INDEPENDENT NEWS

Government incentives see forestry farm prices increase

Published: Wed 5 Jun 2019 08:21 AM
The median price of forestry farms across New Zealand has increased by 45% over the last year from $6,487 per hectare to $9,394 per hectare according to the Real Estate Institute of New Zealand (REINZ) source of the most complete and accurate real estate data in New Zealand.
This increase may be largely the result of the Government incentives to plant trees making forestry land more desirable and leading to increased sales of sheep and beef farms.
Interestingly, the North Island is seeing a greater impact on forestry prices than the South Island.
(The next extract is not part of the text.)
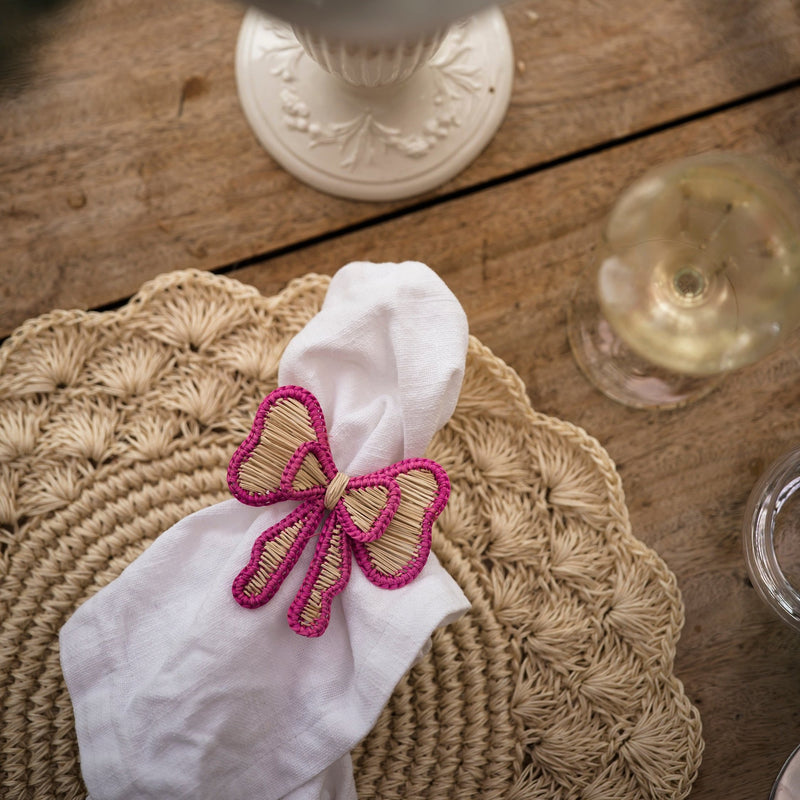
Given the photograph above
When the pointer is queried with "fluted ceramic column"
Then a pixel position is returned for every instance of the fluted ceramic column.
(374, 121)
Bindi Norwell, Chief Executive at REINZ says: “Over the last few months there has been a growing voice from the rural community that the Government’s incentives towards planting trees are favouring forestry sales and leading to increasing sales of beef and sheep farms. With the price of forestry farms across New Zealand increasing by 45% when compared to the same time last year, the data tends to suggest that the rural community is correct in its assertions.
“The North Island has seen a greater impact on forestry prices than the South Island, with prices rising by 95% in the North Island yet actually falling in the South Island by 4% year-on-year,” continues Norwell.
The incentives may also be the reason for a reduction in farm sales. The number of farms sold across New Zealand fall by 29% when compared to the same time last year, however, the South Island has seen a greater impact than the North Island with falls of 32% and 26% respectively.
“Unsurprisingly, the number of forestry farms sold over the past year has fallen too, as investors are seeing forestry farms as a highly sought-after investment. Those investors are holding on to their farms which is also contributing to the price rises,” points out Norwell.
“Feedback from farmers and rural salespeople around the country, is increasingly one of concern with many saying that once beef or sheep farms have been converted to forestry, they will never be converted back again because of the loss of infrastructure and the high barrier to entry should re-conversion be considered in the future,” concludes Norwell.
Incentives towards forestry assets were introduced October 2018 and changes to the Overseas Investment Act that now prevent foreigners (with the exception of Australians and Singaporeans) from buying existing residential or lifestyle properties means that it may now be easier for foreigners to invest in forestry.